Pilpres ternyata tak melulu propaganda masalah politik. Gagasan dan komitmen calon pemimpin bangsa dalam banyak hal juga mulai dan terus disuarakan. Mulai dari ekonomi syariah hingga pendekatan halal dalam pengelolaan pariwisata. Semua itu, dalam ruang kampanye tentu sah-sah saja. Yang penting adalah agar ide atau gagasan yang ditawarkan tak memancing konflik apalagi menimbulkan reaksi destruktif.

Dalam kesempatan ini tentu layak juga kita cermati pernyataan Sandiaga Uno, calon wakil presiden yang menawarkan gagasan agar Bali mengembangkan wisata halal.
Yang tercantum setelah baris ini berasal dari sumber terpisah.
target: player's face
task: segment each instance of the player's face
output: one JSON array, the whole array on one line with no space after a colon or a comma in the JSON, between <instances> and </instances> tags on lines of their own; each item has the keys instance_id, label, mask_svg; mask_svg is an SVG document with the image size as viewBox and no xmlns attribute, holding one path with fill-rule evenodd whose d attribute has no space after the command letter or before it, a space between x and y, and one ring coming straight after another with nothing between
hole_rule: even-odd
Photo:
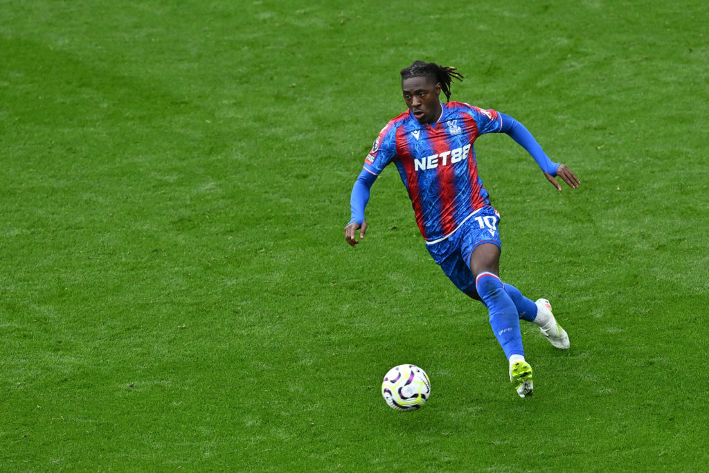
<instances>
[{"instance_id":1,"label":"player's face","mask_svg":"<svg viewBox=\"0 0 709 473\"><path fill-rule=\"evenodd\" d=\"M440 83L432 84L427 77L409 77L401 81L401 91L406 106L420 123L433 123L441 116L438 96Z\"/></svg>"}]
</instances>

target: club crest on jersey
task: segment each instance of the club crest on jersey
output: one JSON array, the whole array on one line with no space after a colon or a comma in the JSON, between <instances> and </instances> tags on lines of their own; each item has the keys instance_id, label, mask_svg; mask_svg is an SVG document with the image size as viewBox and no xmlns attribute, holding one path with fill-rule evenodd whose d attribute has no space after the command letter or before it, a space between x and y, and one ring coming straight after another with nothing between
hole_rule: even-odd
<instances>
[{"instance_id":1,"label":"club crest on jersey","mask_svg":"<svg viewBox=\"0 0 709 473\"><path fill-rule=\"evenodd\" d=\"M376 139L374 140L374 143L372 145L372 151L369 152L370 155L376 155L376 152L379 150L379 137L377 136Z\"/></svg>"},{"instance_id":2,"label":"club crest on jersey","mask_svg":"<svg viewBox=\"0 0 709 473\"><path fill-rule=\"evenodd\" d=\"M461 128L458 126L457 120L451 120L448 122L448 133L451 135L457 135L462 131Z\"/></svg>"}]
</instances>

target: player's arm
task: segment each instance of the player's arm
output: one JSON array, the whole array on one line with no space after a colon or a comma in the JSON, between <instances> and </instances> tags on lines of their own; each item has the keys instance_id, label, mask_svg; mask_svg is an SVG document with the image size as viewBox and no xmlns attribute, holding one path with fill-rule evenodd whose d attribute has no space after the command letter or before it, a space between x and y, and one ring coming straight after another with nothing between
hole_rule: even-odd
<instances>
[{"instance_id":1,"label":"player's arm","mask_svg":"<svg viewBox=\"0 0 709 473\"><path fill-rule=\"evenodd\" d=\"M359 238L364 238L367 232L367 221L364 220L364 207L369 201L369 189L376 179L376 174L366 169L362 169L359 176L352 187L352 196L350 197L350 208L352 217L350 223L345 227L345 239L347 243L354 246L359 243L356 240L357 230L359 230Z\"/></svg>"},{"instance_id":2,"label":"player's arm","mask_svg":"<svg viewBox=\"0 0 709 473\"><path fill-rule=\"evenodd\" d=\"M549 182L559 191L562 187L554 179L556 176L561 177L569 187L578 188L581 182L579 178L565 165L554 162L549 159L532 133L525 128L524 125L517 121L511 116L498 112L502 120L501 132L507 133L510 138L516 141L522 148L532 155L539 167L544 172L544 175Z\"/></svg>"}]
</instances>

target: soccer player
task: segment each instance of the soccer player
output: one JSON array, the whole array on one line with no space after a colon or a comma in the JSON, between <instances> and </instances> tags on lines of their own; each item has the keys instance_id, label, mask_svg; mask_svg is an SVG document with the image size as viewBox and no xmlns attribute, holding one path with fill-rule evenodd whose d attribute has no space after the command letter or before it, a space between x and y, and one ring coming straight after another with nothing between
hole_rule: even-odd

Ide ini sontak diprotes dan ditentang banyak pihak di Bali.

Umumnya, penentang gagasan ini di Bali berharap agar Sandiaga Uno sebagai calon wapres bisa lebih paham pariwisata Bali sebelum menawarkan gagasan. Biarkan Bali memiliki identitas pariwisata yang jelas yakni pariwisata budaya. Konsep pariwisata ini telah nyata-nyata membuat Bali tumbuh dan berkembang. Bahkan, tak berlebihan bila Bali tetap menjadi primadona pariwisata Indonesia.

Baca juga:  Benahi Manajemen Keselamatan, Pemerintah Harus Tegas

Tentu kita juga sadar bahwa keunikan Bali telah menjadi magnet tersendiri bagi wisatawan ke negeri ini. Tanpa label pariwisata halal, raja Arab Saudi justru betah di Bali. Itu artinya, pariwisata tak mesti dilabeli halal atau tidak halal. Pariwisata cenderung menjual kenyamanan dan di dalamnya terkandung kedamaian dan keindahan.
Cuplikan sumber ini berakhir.